No, I have read what you have written. No, I am not stuck at a theoretical level. I am not giving up. On the contrary, I and others like me are actually going to support trying out mitigation efforts to see how they work, a near-term manageable and practical risk.
Yes, developments such as ethanol and palm oil have been tried and some may fail. So? Scrap them and support developing something like algae-based biofuel on marginal land. This is how technological problems are solved. As far as carbon taxes and ETS, these have hardly been tried thus far. Some forms of them may fail, for one reason or another, such as political interference, etc. So? Improve upon the ideas and try again. This is how economic and legislative problems are solved. Obviously, the best concepts are tried first, practical problem solving. This is a risk management problem where we have a near-term manageable risk within our control on one hand versus a future risk that is in the Earth’s control. Furthermore, there is a moral component when placing such a highly unmanageable risk on future generations.
I repeat, it is a manageable risk to embrace mitigation strategies. I will advocate that approach, and you can advocate waiting for a 99% certain mitigation solution. We can talk about what ended up working out in 2040.
You must be joking, Maurizio. There are many positive ways of mitigation. Even the army uses them. Solar, wind and energy efficiency are some of them.
If you can’t quantify it, you don’t understand it.
“Solar, wind and energy efficiency” will not have any discernible effect on global temperatures, and will not prevent CO2 levels from reaching any level that you care to name.
Because you say so?
That’s ridiculous. Any fuel not burnt causes less CO2 emissions.
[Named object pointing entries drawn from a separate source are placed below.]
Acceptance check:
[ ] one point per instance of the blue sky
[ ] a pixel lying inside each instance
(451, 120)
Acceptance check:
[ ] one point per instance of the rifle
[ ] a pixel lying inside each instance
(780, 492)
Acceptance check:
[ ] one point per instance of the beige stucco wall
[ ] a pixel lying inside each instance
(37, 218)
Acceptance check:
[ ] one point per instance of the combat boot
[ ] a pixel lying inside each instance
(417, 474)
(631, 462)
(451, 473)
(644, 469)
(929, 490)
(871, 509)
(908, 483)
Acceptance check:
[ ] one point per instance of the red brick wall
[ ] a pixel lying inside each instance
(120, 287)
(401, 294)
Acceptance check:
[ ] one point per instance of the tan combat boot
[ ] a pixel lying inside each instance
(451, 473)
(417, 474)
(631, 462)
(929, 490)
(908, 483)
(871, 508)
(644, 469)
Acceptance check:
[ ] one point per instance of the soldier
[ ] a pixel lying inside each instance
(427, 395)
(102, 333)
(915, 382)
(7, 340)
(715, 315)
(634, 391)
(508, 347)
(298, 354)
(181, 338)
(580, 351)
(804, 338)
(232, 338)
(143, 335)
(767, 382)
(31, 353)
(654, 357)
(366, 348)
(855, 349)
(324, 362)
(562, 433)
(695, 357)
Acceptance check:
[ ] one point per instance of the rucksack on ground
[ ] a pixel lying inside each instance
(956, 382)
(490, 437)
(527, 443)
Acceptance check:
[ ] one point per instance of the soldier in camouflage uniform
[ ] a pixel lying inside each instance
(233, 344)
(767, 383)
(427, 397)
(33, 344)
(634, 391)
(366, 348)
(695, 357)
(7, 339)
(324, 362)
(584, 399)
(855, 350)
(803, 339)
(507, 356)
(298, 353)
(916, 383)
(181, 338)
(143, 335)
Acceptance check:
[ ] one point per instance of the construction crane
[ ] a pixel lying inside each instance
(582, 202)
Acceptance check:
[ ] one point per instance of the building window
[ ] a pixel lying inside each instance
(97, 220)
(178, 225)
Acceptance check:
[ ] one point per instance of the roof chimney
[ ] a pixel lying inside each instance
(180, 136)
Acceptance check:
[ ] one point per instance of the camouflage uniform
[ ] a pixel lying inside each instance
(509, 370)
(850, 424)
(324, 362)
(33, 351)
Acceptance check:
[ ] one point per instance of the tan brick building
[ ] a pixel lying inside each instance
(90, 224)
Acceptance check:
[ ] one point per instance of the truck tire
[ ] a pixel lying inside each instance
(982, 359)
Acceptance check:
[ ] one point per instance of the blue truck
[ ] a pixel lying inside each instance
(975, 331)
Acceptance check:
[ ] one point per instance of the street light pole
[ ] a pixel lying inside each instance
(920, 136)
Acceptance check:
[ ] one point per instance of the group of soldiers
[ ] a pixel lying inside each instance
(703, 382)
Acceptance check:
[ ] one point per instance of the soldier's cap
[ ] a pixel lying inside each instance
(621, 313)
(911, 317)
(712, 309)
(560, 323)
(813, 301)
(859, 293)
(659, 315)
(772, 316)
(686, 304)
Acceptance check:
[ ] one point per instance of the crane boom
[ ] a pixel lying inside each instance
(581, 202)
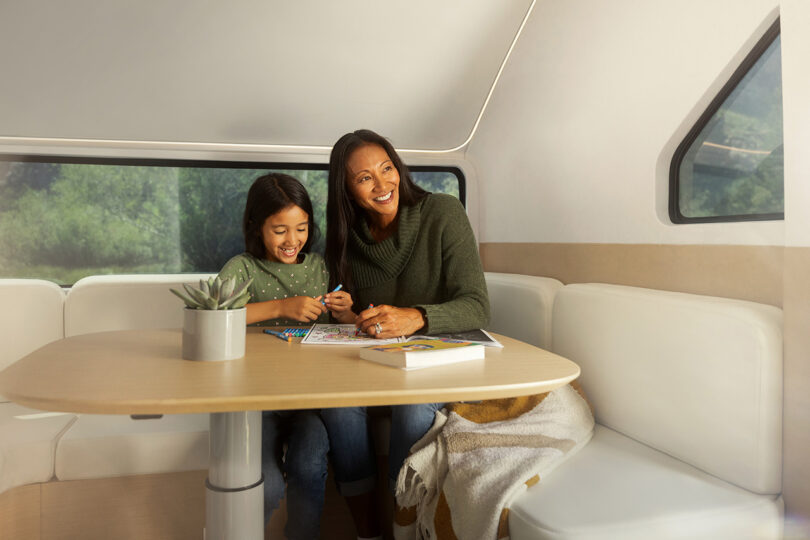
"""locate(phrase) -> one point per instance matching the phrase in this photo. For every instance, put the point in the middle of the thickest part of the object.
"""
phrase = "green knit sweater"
(431, 262)
(275, 281)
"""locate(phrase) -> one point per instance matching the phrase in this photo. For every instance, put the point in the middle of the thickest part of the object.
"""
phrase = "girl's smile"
(284, 234)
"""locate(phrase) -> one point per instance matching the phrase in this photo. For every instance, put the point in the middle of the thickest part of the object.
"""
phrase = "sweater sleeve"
(467, 305)
(239, 268)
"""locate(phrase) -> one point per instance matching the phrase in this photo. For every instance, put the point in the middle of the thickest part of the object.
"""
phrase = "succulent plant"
(215, 293)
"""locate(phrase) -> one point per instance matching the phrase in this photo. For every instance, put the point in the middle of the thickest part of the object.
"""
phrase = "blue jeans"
(304, 465)
(352, 453)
Are we talking kindergarten here?
I don’t know of any mitigation initiative currently in progress that might noticeably change world temperatures. Do you?
Any additional CO2 emission is heating up the planet. You cannot deny the greenhouse effect of CO2. So any savings in CO2 emissions is avoiding more global warming. Maurizio, don’t get hair-splitting. That kind of propaganda is just not adding up.
Great article again: Doubt is Their Product. Denialism from Tobacco to Climate Change
You are talking just in theory. If you want things to add up, mitigation should happen in practice (ie efforts should correspond to results). That’s the job for the COP rounds and they’ve repeatedly and spectacularly failed. If you think that’s propaganda …
Do I get you right, Maurizio? You are denying that Solar and wind energy as well as energy efficiency would mitigate CO2 emissions and within global warming? Is that what you want to tell us?
As I said go for it, develop, test, implement, the works.
The question is not if each mitigation techniques works, but by how much and for what cost.
Wind energy is already cheaper than coal. Solar is cheaper than nuclear. That’s the cost.
If that is so, then why are the taxpayers massively subsidizing wind and solar, even on Maui, where residential electricity is a whopping $0.38/kW-hr?
The problem ain’t what you don’t know, Charles, it’s what you know that ain’t so.
Fact is that fossil fuels are getting a multiple in subsidies than renewables.